Most consider life insurance the best way to brace for unforeseen events of the future. There isn’t any basic thumb rule to calculate the exact insurance for an individual; usually the insurance amount is close to 10-12 times a person’s annual income. Many factors determine the life cover needed for an individual. Weighing the pros and cons before zeroing in on a policy is therefore essential. One has to determine which factors fit into their pecking order of priorities and accordingly formulate an investment strategy. Some people do not get adequate coverage despite having many policies, owing to the absence of a proper rationale or a strategy. Hence, one is best advised to avoid treading into uncharted territories, especially for something as germane to life as insurance.
Income Level -
Consumers’ ability to pay the premium holds the key when it comes to purchasing of insurance policies. Suffice to say, one has to operate within his/her means to make ends meet. Purchasing a policy that could become unaffordable in the future would be an ill-advised decision. The key rationale behind the purchase of any policy is the income of the individual, as this determines eligibility and affordability, key cogs of an insurance paradigm. All other aspects such as basic requirements and coverage enter later into the picture.

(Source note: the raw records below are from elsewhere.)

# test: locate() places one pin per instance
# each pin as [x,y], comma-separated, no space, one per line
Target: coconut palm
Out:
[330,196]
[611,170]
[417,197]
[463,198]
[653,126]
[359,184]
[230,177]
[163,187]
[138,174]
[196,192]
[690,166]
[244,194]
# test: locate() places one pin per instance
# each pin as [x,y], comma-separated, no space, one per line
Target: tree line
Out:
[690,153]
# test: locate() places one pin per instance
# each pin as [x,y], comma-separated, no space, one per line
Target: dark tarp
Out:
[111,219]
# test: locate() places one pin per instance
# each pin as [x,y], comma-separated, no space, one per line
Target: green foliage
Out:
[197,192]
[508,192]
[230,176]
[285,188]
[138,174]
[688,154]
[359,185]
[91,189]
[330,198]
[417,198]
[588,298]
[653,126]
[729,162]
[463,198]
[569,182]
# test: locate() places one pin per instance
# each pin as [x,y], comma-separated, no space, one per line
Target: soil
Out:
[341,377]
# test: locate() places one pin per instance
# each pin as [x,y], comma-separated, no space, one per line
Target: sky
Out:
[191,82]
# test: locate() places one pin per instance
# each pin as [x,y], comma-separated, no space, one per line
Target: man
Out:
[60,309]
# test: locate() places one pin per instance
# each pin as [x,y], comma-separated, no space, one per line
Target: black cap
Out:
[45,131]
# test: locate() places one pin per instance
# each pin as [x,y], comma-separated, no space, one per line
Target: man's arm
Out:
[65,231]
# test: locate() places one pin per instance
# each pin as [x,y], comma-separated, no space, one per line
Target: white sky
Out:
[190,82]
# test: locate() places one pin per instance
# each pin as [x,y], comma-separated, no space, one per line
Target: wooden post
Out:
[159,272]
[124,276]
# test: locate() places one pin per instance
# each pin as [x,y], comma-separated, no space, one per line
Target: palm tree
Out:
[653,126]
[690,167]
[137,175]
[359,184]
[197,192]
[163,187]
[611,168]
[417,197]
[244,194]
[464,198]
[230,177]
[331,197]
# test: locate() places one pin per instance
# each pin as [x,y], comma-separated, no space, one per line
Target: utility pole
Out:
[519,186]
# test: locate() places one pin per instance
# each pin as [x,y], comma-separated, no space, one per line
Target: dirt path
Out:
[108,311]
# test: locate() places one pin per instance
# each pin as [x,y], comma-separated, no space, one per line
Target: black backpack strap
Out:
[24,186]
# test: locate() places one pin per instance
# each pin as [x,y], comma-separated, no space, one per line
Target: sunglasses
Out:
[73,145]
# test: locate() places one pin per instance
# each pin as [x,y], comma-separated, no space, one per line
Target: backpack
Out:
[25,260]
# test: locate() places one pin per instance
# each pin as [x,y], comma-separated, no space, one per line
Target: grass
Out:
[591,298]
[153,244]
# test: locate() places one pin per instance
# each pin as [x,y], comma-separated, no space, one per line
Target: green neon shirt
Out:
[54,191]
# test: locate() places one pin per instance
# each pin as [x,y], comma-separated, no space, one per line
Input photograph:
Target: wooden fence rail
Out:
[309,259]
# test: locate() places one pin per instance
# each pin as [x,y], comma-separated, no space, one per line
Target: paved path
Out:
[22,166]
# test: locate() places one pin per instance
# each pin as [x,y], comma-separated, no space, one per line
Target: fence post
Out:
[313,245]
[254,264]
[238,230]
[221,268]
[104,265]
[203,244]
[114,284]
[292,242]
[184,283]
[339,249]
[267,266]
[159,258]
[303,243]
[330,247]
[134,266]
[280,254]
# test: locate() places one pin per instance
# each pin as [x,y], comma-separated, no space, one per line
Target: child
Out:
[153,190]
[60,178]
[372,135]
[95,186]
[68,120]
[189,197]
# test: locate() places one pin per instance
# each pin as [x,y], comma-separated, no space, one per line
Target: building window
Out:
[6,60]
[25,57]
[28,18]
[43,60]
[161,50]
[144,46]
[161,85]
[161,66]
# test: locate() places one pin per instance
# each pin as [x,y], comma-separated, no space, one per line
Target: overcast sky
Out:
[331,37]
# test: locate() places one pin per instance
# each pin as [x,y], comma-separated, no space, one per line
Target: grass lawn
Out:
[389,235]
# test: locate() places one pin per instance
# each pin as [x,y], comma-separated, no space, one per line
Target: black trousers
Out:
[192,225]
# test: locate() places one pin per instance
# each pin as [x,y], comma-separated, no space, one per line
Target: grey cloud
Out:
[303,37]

Future Needs and Expenditure -
If a huge sum of money is required for say a wedding or higher education, the amount of the insurance policy should be commensurate with the anticipated amount for the wedding or higher education. Good groundwork (calculation of inflation etc.) leaves little loopholes in the plan purchased and the benefits that ensue from the plan therefore will percolate to the next generation in a smooth manner.
Age Factor -
It is no rocket science to gauge that present age of a person is a critical factor toward determining the insurance a consumer needs. For example, if a person needs insurance for his/her child’s education, it goes without saying that the policy will be useful only if it is bought at an early stage, i.e., when the child is still young.
Amount of Debt -
Ideally, a consumer should clear most of his/her debt before purchasing an insurance policy. This helps ensure timely payment of premiums. At least, some smaller loans such as personal loans or credit card loans should be cleared.